Integrin-dependent adhesion and signaling are required for cell motility, survival, and responsiveness to mechanical cues. Cells of the respiratory, cardiovascular, musculoskeletal, and urogenital systems are exposed to physical tension as part of their normal physiology. Cells respond and adapt to mechanical stress by remodeling their actin cytoskeletons and adopting new gene expression programs. Despite the critical importance of mechanical signals for embryonic development, wound healing, and tissue homeostasis, little is understood about how physical force influences cell behavior. This proposal builds on a recent discovery of my lab that the LIM protein, zyxin, is rapidly mobilized from fibroblast focal adhesions to actin stress fibers in response to externally applied, uniaxial, cyclic stretch. The mobilization of zyxin in response to physical tension depends on integrin-based adhesion. Exposure of cells to mechanical stimulation results in actin stress fiber reinforcement and cytoskeletal alignment perpendicular to the stretch vector.
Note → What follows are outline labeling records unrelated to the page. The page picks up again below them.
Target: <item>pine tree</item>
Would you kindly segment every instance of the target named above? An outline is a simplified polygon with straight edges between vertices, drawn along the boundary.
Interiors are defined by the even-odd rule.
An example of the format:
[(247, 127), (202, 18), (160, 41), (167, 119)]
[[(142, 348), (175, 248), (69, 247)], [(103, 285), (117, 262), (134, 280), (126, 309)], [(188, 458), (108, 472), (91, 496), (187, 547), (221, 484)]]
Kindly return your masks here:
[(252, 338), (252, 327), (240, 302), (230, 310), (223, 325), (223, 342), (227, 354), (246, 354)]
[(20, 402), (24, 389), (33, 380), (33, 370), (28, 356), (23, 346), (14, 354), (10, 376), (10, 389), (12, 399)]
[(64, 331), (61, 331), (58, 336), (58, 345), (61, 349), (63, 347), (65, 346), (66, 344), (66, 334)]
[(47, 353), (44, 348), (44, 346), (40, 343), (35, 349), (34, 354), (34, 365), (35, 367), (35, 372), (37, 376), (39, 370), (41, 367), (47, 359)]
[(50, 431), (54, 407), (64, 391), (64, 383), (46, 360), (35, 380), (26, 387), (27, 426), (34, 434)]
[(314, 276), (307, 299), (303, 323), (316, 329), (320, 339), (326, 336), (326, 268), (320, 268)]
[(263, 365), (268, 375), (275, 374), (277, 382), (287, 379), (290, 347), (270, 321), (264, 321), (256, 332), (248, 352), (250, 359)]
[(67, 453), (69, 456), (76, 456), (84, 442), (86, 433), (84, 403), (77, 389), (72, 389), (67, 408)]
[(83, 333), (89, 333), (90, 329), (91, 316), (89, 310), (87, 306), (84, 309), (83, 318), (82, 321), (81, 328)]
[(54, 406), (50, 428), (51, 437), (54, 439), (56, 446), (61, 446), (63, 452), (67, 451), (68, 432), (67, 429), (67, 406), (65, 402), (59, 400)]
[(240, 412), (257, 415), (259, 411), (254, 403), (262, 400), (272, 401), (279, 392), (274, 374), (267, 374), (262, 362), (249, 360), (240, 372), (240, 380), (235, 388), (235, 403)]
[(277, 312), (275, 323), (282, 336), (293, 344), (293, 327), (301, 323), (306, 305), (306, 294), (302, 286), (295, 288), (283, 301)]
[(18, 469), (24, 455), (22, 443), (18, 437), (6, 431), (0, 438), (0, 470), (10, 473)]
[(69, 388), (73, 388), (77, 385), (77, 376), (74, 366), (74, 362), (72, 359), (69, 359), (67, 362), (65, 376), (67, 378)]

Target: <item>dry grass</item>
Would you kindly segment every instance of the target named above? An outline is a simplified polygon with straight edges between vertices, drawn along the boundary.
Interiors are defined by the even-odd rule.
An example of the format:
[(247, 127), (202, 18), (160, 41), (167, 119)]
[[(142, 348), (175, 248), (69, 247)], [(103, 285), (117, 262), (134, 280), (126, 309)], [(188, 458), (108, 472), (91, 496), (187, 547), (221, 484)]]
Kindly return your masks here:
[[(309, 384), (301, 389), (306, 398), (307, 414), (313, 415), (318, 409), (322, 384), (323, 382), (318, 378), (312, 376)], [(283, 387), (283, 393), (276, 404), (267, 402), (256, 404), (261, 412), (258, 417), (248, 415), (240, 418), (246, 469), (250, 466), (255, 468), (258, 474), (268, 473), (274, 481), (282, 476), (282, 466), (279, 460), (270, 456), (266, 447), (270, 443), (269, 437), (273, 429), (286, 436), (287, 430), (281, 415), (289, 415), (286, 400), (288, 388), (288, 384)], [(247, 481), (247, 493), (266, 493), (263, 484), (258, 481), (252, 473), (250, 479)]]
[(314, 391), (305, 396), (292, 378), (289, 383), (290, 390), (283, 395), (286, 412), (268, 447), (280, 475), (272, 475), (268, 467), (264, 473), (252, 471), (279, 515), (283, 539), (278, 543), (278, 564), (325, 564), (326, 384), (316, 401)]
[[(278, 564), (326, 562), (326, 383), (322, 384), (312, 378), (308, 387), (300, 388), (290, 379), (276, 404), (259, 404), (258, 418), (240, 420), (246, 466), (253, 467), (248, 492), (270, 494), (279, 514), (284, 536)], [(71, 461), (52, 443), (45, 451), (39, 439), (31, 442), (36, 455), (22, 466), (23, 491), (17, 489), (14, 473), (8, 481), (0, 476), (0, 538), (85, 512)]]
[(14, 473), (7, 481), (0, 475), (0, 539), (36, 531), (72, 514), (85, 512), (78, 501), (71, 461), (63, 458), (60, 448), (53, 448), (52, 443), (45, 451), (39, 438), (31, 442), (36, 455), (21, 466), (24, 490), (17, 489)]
By comparing wild-type and zyxin-null fibroblasts, we determined that zyxin is essential for the thickening of actin stress fibers that occurs in response to mechanical tension. The proposed research will define the molecular mechanism by which zyxin contributes to the cellular responsiveness to physical stress. First, we will explore the signals that stimulate changes in zyxin localization and function in response to mechanical stress. Second, we will explore how integrin activation and signaling are regulated in response to mechanical stress. Third, we will define the molecular mechanism by which stress fibers are reinforced in response to stretch. Fourth, we will interrogate the mechanism of stretch-modulated gene expression. These studies provide a framework for understanding cell signaling in response to mechanical cues. A molecular understanding of how cells respond to mechanical stress may ultimately suggest strategies for therapeutic intervention in cardiomyopathy, osteoporosis, and fibrotic disorders, all pathological conditions driven by signaling in response to mechanical cues.

整合素依赖性的粘附和信号传导是细胞运动，生存性和对 机械提示。呼吸道，心血管，肌肉骨骼和泌尿生殖器系统的细胞是 作为其正常生理学的一部分，暴露于身体张力。细胞响应并适应机械 通过重塑其肌动蛋白细胞骨架并采用新的基因表达程序来压力。尽管有 机械信号对于胚胎发育，伤口愈合和组织的至关重要 体内平衡，几乎没有什么理解的物理力如何影响细胞行为。该建议建立 在最近发现我的实验室的发现，lim蛋白Zyxin从成纤维细胞局灶性迅速动员 响应于外部应用，单轴循环拉伸的肌动蛋白应激纤维的粘附。动员 Zyxin响应物理张力的响应取决于基于整合素的粘附。暴露于细胞 机械刺激导致肌动蛋白应力纤维增强和垂直的细胞骨架比对 到拉伸矢量。通过比较野生型和Zyxin-null成纤维细胞，我们确定Zyxin是 对于响应机械张力而发生的肌动蛋白应激纤维的增厚必不可少的。这 拟议的研究将定义Zyxin有助于细胞的分子机制 对身体压力的反应。首先，我们将探索刺激Zyxin变化的信号 响应机械应力的定位和功能。其次，我们将探讨整联蛋白如何激活 并根据机械应力调节信号传导。第三，我们将定义分子 应力纤维响应拉伸而加强应力纤维的机制。第四，我们将审问 拉伸调节基因表达的机制。这些研究为理解提供了一个框架 响应机械提示的细胞信号传导。对细胞如何反应的分子理解 机械压力最终可能提出了心肌病治疗干预的策略， 骨质疏松症和纤维性疾病，所有病理状况由信号驱动的所有病理状况。 机械提示。